Perhaps the musician wanted to go solo while the wind was soughing in the trees, so blended in with the sounds of nature as one ensemble, and went to the wide glade singing:
went singing, went singing, went si-ing-ing...and forgot about the piano.
And really, the pianist cannot be seen anywhere.
The old man shouts loudly, “Musician, where are you? Musician! Rush out of the woods, tunesmith!“
But what if the pianist is a young lady who has made a soft little nest in the bushes, the old man thinks soft-heartedly.
„Oh pianist, where are you?“ the old man whispers into the bush, „Come out now, siskin! Can you imagine how nice it would be to play together in the woods?“
But only silence and the mist inside of it responds from the bushes.

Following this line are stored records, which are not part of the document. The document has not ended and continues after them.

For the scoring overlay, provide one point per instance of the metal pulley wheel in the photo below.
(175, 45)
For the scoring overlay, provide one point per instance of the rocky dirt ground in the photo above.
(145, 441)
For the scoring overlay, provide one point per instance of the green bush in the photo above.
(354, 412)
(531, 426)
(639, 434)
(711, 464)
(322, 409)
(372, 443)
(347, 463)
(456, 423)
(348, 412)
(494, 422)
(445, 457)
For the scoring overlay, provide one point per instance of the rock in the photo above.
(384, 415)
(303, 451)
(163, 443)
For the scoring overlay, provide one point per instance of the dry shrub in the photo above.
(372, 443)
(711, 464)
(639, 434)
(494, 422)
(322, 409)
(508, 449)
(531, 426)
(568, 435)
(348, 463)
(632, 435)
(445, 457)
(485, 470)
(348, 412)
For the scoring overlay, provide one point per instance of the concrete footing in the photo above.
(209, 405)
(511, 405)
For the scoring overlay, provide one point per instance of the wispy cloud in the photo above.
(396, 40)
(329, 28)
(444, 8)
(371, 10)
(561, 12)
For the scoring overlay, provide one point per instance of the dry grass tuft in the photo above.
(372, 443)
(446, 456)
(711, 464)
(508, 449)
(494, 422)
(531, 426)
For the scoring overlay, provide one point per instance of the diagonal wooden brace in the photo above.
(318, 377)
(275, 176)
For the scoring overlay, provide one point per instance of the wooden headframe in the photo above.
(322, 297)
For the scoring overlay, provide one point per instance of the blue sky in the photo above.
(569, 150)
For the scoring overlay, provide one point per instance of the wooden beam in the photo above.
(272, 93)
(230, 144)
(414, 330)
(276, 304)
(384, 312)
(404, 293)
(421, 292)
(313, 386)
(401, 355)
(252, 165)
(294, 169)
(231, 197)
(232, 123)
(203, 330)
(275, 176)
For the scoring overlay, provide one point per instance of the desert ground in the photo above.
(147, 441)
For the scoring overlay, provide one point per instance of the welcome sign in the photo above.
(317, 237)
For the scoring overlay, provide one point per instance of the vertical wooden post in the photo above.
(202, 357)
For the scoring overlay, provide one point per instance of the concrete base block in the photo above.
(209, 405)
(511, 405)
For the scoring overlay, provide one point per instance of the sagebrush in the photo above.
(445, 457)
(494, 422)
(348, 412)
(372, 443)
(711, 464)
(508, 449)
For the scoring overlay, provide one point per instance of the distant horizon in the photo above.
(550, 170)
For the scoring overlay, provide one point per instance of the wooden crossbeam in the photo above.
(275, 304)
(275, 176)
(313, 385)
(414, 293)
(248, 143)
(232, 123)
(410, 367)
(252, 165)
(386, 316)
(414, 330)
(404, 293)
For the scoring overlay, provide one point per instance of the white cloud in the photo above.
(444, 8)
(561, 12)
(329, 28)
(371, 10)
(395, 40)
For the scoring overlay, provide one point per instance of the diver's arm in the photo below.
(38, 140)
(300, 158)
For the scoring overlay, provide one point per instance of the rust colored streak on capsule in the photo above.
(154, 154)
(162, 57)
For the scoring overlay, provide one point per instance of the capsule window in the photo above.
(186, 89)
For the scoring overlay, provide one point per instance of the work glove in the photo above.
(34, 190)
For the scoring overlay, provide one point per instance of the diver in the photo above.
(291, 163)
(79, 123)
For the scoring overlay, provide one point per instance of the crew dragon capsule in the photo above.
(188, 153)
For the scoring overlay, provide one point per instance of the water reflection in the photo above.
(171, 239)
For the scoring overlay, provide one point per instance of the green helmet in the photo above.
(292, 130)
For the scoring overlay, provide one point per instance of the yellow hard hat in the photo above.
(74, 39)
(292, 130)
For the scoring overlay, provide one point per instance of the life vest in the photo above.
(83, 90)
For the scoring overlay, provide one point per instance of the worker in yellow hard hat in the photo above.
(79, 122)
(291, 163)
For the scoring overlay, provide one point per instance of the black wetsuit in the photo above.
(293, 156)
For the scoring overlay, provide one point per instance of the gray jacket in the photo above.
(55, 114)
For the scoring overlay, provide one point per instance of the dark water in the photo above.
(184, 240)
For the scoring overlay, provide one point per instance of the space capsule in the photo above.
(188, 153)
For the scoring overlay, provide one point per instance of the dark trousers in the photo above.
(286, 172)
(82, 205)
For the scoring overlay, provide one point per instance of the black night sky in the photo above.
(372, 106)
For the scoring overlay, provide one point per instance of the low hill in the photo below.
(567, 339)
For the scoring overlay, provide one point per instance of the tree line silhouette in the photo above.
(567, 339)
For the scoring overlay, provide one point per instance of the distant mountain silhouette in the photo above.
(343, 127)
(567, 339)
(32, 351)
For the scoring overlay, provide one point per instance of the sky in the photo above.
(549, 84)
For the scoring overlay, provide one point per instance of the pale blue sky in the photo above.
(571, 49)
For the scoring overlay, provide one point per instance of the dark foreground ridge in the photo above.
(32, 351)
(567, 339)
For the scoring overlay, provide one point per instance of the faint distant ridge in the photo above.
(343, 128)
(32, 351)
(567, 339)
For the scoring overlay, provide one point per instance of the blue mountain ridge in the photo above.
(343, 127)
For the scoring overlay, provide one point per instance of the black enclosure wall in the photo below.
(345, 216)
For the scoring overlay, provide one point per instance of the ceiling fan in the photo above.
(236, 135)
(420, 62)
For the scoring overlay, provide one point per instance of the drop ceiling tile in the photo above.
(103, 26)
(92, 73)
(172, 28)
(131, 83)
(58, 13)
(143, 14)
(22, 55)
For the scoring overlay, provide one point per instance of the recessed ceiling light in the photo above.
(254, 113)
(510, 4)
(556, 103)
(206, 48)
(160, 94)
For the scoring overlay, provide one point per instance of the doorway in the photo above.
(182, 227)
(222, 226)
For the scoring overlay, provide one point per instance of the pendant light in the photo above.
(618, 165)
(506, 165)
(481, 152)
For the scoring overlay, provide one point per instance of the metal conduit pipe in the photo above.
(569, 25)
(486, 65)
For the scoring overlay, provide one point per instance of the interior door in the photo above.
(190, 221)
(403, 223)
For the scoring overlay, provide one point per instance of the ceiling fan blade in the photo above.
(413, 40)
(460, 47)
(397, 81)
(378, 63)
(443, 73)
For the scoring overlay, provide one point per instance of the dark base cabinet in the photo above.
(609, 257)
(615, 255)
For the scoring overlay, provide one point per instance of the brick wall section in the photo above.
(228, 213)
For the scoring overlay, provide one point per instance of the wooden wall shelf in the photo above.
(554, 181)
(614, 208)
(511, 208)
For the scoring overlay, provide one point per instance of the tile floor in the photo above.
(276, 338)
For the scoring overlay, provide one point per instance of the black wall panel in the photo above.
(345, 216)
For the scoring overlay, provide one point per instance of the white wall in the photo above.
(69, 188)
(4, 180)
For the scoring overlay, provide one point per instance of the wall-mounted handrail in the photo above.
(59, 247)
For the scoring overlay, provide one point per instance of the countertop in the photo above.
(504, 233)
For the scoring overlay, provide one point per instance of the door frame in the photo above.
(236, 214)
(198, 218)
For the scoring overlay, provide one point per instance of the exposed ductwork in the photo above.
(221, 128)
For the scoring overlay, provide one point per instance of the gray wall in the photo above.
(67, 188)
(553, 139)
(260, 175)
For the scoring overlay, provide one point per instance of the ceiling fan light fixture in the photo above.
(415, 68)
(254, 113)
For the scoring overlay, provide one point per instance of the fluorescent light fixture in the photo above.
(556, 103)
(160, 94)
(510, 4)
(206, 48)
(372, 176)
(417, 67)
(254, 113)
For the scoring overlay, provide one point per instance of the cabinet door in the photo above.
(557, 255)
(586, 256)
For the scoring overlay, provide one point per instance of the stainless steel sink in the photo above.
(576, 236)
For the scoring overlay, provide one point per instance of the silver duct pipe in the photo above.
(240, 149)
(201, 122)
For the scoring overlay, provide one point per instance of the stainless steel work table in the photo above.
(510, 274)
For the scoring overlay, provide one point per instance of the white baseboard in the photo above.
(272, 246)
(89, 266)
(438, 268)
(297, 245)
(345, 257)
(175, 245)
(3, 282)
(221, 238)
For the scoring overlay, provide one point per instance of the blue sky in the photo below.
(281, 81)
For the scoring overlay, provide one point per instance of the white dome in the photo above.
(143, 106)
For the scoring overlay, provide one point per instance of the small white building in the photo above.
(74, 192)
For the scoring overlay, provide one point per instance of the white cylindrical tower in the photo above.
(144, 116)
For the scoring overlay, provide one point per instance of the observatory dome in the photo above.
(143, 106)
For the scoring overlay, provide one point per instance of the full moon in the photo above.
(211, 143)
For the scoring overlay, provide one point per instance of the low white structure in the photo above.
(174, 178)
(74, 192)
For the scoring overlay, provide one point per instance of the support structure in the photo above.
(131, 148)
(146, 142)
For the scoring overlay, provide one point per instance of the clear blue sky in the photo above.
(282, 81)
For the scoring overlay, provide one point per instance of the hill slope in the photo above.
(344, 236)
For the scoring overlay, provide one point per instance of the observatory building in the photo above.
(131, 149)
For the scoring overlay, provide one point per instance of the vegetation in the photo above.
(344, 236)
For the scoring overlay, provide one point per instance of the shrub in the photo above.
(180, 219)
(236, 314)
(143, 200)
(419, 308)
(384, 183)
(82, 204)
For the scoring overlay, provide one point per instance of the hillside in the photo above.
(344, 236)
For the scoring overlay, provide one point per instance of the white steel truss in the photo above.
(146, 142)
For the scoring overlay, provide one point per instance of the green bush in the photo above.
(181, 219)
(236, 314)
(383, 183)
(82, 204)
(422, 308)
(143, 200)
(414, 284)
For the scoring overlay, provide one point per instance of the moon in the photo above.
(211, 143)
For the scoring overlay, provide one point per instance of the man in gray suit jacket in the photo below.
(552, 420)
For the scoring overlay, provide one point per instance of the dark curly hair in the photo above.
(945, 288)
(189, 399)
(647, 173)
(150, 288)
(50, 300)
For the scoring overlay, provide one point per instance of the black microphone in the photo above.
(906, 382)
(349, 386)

I will put an announcement in the paper – Piano in the woods. Lost pianist.
No, that is not appropriate. Better to write more precisely: Piano found, looking for pianist. Can be of a more mature age. Oh, but maybe I will not succeed anymore, the man sighs sadly.
To know music, to understand partitas, what could be more beautiful?
And again the old man is full of life.
Immediately I will put up a new announcement:
„A piano teacher very much needed. I am also in need of theoretical lessons and visual aids.“
Kaarel Kurismaa, 2013, Translated by Annika Laas
Kaarel Kurismaa (born in 1939) is one of the most unique creators in Estonian art history; an artist with a synergistic platform who can combine various means of expression with ease... In Estonian art history, however, Kurismaa is best known as the founder of kinetic art and the sole artist ensuring its continuity.’ This is how Kurismaa is described by Ragne Soosalu, curator of Kurismaa’s personal exhibition Yellow Light Orchestra, opened at the Kumu Art Museum in autumn 2018. The exhibition The Old Man and the Musical Score of the Temnikova & Kasela gallery places an emphasis on the lesser-known parts of Kaarel Kurismaa’s oeuvre – his paintings and collages – while also referencing his nearly-unknown prose work.